Originally Posted by jagor
I have the Improvise pour France Musique set, and I like it -- though I do like his trio and duo work best.
I agree with Tom; I think "witty" is an excellent description of his playing. And extremely inventive. Solal definitely comes across to me as unique -- not "cerebral" (in the pejorative sense) or and certainly not soul-less, but definitely different. And that's one of the things that I like about him.
I like Richie Beirach too -- and people sometimes accuse him of being excessive refined or "cerebral" but I don't hear that either.
But, like I said, we all hear things differently!
December 3rd, 2010, 12:10 PM
Agreeing to Disagree about Solal
For HutchFan, I'm glad that we agree to disagree about Martial Solal.
But as for Beirach--now he's another one I can't stand!

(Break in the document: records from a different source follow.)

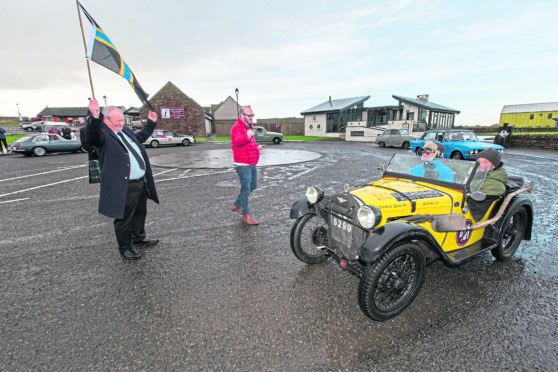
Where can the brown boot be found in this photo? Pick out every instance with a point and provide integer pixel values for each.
(249, 220)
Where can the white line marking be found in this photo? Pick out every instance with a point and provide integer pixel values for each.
(194, 175)
(47, 185)
(170, 170)
(38, 174)
(13, 201)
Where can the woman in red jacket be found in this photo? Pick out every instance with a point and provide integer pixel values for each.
(246, 154)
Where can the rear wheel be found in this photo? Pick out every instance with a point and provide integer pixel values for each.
(457, 155)
(39, 151)
(307, 234)
(390, 285)
(513, 232)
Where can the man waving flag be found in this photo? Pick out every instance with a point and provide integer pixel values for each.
(102, 51)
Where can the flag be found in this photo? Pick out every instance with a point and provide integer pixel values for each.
(102, 51)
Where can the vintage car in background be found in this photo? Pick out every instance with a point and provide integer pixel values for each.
(458, 143)
(30, 127)
(161, 137)
(42, 144)
(262, 135)
(386, 231)
(395, 138)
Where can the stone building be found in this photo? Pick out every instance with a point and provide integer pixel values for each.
(177, 112)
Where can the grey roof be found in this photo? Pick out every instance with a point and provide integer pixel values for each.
(68, 111)
(426, 104)
(530, 107)
(336, 105)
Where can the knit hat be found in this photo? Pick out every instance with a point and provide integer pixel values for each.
(491, 155)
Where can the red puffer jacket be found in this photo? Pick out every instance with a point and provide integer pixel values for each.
(244, 150)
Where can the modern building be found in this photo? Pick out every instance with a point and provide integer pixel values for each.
(330, 118)
(533, 115)
(348, 117)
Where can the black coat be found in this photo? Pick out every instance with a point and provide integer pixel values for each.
(115, 164)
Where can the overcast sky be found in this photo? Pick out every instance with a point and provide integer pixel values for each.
(289, 55)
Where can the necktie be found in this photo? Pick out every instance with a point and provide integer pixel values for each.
(133, 151)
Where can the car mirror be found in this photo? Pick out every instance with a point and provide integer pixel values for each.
(478, 196)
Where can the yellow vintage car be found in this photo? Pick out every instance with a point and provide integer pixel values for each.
(386, 231)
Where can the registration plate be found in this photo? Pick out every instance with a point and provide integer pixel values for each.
(341, 231)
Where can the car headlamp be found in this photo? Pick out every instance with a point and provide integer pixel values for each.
(368, 217)
(314, 194)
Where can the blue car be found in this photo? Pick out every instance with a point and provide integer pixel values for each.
(458, 143)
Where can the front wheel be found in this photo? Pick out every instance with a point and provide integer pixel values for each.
(457, 155)
(514, 230)
(390, 285)
(307, 234)
(39, 151)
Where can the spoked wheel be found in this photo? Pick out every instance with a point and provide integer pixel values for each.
(389, 285)
(514, 230)
(307, 234)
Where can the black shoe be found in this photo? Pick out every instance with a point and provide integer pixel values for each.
(147, 241)
(130, 254)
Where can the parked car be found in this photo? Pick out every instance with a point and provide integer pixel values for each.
(262, 135)
(458, 143)
(30, 127)
(395, 138)
(42, 144)
(386, 231)
(166, 137)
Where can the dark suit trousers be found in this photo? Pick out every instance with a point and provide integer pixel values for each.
(132, 227)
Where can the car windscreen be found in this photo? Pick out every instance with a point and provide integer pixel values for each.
(23, 139)
(465, 135)
(438, 169)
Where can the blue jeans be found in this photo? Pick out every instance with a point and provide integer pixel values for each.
(248, 177)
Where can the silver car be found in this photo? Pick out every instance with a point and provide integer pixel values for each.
(166, 137)
(395, 138)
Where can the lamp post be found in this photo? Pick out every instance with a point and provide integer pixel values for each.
(237, 109)
(19, 113)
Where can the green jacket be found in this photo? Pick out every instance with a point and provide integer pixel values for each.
(495, 182)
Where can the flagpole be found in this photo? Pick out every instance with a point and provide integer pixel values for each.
(85, 48)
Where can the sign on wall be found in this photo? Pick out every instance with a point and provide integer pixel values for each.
(172, 113)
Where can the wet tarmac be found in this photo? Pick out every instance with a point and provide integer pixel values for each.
(222, 158)
(217, 294)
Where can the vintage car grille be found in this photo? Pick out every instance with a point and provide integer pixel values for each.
(345, 234)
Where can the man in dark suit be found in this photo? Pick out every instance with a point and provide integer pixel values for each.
(126, 177)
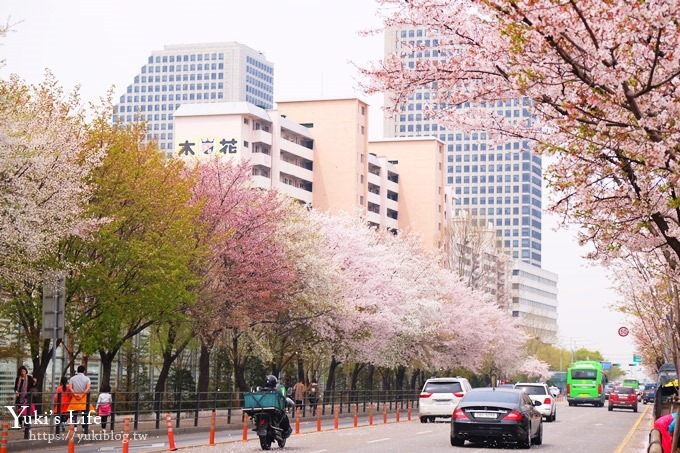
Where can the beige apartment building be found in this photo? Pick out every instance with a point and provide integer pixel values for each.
(422, 202)
(397, 183)
(279, 150)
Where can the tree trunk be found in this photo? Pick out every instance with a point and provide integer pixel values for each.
(371, 375)
(400, 378)
(204, 368)
(106, 359)
(414, 379)
(301, 368)
(170, 354)
(330, 381)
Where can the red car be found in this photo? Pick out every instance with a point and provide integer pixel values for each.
(624, 397)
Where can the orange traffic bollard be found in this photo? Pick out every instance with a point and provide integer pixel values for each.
(171, 434)
(336, 418)
(3, 438)
(71, 439)
(211, 441)
(126, 434)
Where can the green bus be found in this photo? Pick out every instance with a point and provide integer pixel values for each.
(585, 383)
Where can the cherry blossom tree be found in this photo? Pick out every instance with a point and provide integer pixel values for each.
(43, 168)
(400, 307)
(600, 79)
(246, 272)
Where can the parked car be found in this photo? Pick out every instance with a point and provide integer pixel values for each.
(649, 393)
(540, 392)
(497, 415)
(623, 397)
(440, 396)
(607, 390)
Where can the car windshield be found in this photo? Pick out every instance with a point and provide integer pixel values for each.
(443, 387)
(491, 395)
(532, 389)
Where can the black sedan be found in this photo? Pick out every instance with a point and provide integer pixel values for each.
(497, 415)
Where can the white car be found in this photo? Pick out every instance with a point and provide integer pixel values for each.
(440, 397)
(540, 392)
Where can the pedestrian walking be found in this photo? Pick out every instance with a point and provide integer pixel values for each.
(313, 395)
(299, 390)
(22, 385)
(62, 400)
(104, 405)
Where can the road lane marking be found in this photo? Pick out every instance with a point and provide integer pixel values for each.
(624, 442)
(378, 440)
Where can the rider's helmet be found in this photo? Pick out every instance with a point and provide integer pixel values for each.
(271, 381)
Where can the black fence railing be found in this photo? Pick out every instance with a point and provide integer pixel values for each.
(148, 411)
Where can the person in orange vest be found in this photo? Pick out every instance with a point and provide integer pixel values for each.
(80, 386)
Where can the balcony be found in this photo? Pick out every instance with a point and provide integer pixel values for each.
(260, 136)
(294, 170)
(262, 182)
(373, 217)
(295, 192)
(374, 198)
(262, 159)
(374, 179)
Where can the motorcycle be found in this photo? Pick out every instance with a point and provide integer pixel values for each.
(267, 410)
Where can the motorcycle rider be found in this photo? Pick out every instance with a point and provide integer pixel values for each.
(272, 384)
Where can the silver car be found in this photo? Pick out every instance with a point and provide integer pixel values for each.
(440, 396)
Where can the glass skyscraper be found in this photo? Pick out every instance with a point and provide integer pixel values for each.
(501, 184)
(194, 73)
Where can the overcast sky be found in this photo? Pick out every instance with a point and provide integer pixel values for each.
(98, 44)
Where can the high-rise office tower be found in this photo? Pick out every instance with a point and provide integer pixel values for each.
(500, 185)
(194, 73)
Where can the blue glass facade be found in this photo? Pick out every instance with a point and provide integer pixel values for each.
(499, 183)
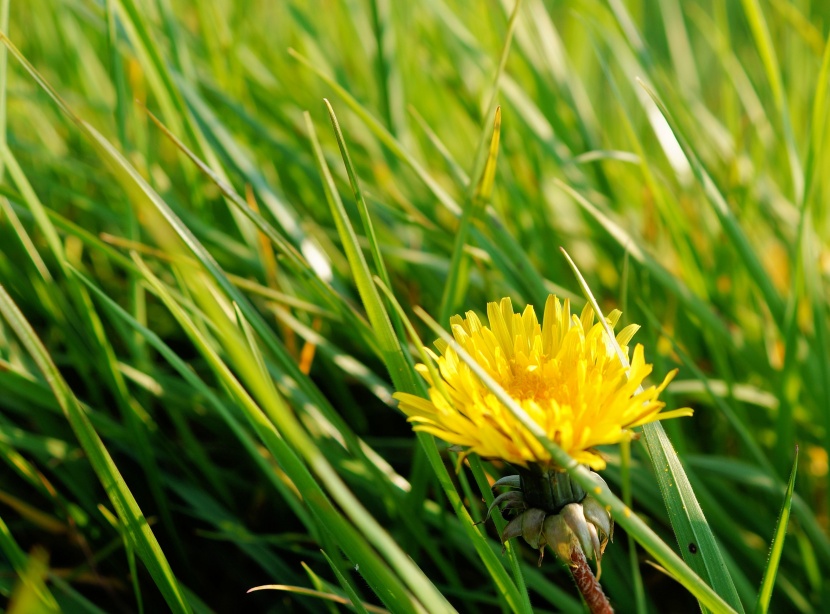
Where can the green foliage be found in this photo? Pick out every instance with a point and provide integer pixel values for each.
(209, 275)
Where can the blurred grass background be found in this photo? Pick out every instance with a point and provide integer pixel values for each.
(707, 224)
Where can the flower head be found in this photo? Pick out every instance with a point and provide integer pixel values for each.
(564, 373)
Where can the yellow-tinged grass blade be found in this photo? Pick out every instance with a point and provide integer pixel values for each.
(135, 525)
(31, 587)
(273, 411)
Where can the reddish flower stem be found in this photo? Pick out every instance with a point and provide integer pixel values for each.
(588, 585)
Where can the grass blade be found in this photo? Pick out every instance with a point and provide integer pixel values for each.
(777, 547)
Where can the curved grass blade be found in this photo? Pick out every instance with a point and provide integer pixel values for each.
(455, 288)
(136, 527)
(777, 547)
(347, 585)
(354, 545)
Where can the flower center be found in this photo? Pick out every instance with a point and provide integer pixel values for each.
(528, 384)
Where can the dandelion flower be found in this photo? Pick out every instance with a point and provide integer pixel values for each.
(564, 373)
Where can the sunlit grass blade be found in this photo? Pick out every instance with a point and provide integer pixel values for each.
(731, 225)
(388, 589)
(136, 526)
(516, 598)
(455, 288)
(32, 591)
(777, 546)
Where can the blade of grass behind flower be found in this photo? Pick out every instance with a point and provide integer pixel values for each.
(403, 376)
(766, 50)
(136, 526)
(388, 344)
(504, 247)
(138, 187)
(478, 193)
(622, 514)
(729, 222)
(702, 310)
(133, 182)
(777, 547)
(458, 278)
(694, 535)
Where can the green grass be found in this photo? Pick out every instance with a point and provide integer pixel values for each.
(210, 282)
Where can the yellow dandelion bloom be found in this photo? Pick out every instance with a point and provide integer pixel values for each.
(564, 373)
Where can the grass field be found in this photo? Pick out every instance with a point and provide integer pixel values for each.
(207, 285)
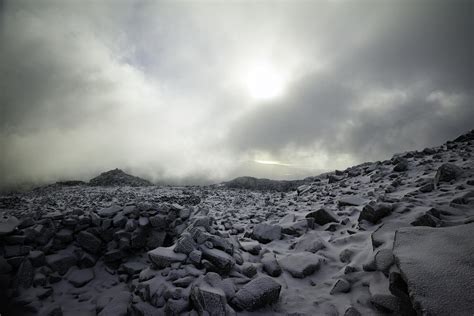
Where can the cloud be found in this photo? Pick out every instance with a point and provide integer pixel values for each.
(155, 87)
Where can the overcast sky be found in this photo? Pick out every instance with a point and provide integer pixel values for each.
(204, 91)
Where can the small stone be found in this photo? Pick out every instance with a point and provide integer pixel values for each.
(185, 244)
(384, 260)
(163, 257)
(401, 166)
(209, 300)
(341, 286)
(346, 255)
(249, 270)
(447, 172)
(183, 282)
(266, 233)
(8, 224)
(79, 278)
(252, 247)
(351, 311)
(257, 293)
(25, 275)
(385, 303)
(220, 259)
(195, 256)
(322, 216)
(89, 242)
(270, 265)
(109, 211)
(374, 214)
(300, 264)
(133, 267)
(60, 262)
(51, 310)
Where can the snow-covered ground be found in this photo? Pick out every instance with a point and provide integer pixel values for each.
(326, 249)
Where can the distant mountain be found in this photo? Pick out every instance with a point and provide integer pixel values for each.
(117, 177)
(251, 183)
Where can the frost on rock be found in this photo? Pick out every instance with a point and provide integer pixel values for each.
(266, 233)
(300, 264)
(257, 293)
(324, 246)
(165, 256)
(438, 266)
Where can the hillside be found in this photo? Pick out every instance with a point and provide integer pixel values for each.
(381, 238)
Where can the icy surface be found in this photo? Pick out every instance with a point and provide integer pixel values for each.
(438, 265)
(323, 247)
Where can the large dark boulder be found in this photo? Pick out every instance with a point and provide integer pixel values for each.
(257, 293)
(447, 172)
(322, 216)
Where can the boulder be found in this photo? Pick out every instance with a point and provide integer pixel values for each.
(109, 211)
(341, 286)
(322, 216)
(25, 274)
(252, 247)
(185, 244)
(300, 264)
(437, 265)
(209, 300)
(8, 224)
(374, 213)
(266, 233)
(79, 278)
(257, 293)
(220, 259)
(401, 166)
(118, 306)
(270, 265)
(447, 172)
(383, 260)
(89, 242)
(163, 257)
(60, 262)
(351, 201)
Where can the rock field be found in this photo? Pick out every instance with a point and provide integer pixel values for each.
(391, 237)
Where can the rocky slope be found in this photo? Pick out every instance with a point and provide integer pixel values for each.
(390, 237)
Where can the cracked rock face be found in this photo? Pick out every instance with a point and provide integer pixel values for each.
(391, 236)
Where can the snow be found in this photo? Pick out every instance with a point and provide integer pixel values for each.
(256, 243)
(438, 266)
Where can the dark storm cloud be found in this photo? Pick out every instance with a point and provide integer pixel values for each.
(388, 93)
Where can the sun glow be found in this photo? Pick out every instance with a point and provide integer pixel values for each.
(271, 162)
(263, 81)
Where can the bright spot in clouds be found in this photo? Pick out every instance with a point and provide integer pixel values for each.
(263, 81)
(271, 162)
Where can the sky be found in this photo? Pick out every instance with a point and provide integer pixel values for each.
(203, 91)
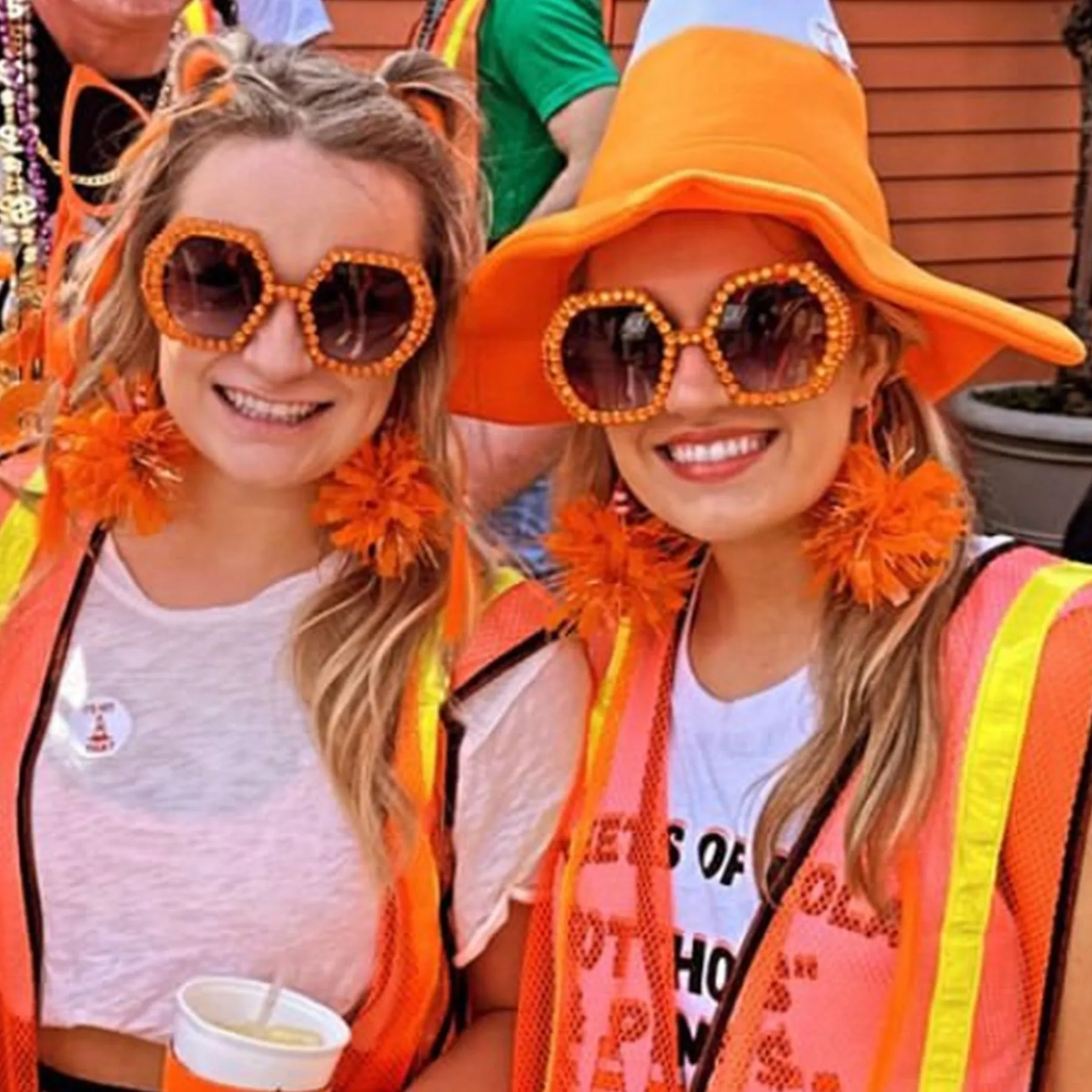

I got his Maybeck recital and liked it very much [it seems that nobody ever played badly at Maybeck]. Then I bought that thing he did about Antarctica because some reviewer had waxed rapturous about it and rated it ***** and I could hardly finish listening to it. It reminded me of a cat walking back and forth on the keyboard. If that's jazz, then I'm a monkey's uncle. Fortunately, I had only paid 5 euros for it in a cut-out bin and I was able to sell it for more than I paid for it.
For V1P, I'm glad that we agree.
For Tom K, I don't consider "blues clichés" to be a definition of good piano jazz, or any other jazz. See my nominees on the thread about "three favorite pianists." Each of my three was distinguished by a unique and instantly-recognizable style and none of them were noted for their "blues clichés."
August 23rd, 2012, 11:33 AM
Bumping this thread because Ted Panken has just published a fascinating "blindfold test" and interview with Martial Solal on his blog at http://tedpanken.wordpress.com/2012/...vieto-in-2009/
In the blindfold test, Solal bags on several pianists -- including Ellington (!), McCoy Tyner, and Ahmad Jamal. But I don't sense that he's doing it to be mean-spirited. He just doesn't mince words; if he doesn't like the recording, he's going to be straight-up about it.
I think the interview is even more interesting. Here's my favorite quote:
"In my music, I like a mixture of very modern and very traditional. I don’t like any art that forgets everything that happened before. Like when free jazz came, I was not against free jazz. I was against the idea of put everything away. Not Charlie Parker, not Louis Armstrong, this is zero. This I didn’t like. But I understood the movement. I understood it was necessary. But for me, the best way is to use everything which exists. I have been interested in contemporary music for years. I have played with different contemporary composers. But I don’t like people who refuse the past. I think the past is necessary for the future. That’s my idea."
I can hear that idea -- the new and the old together in a new way -- in Solal's music.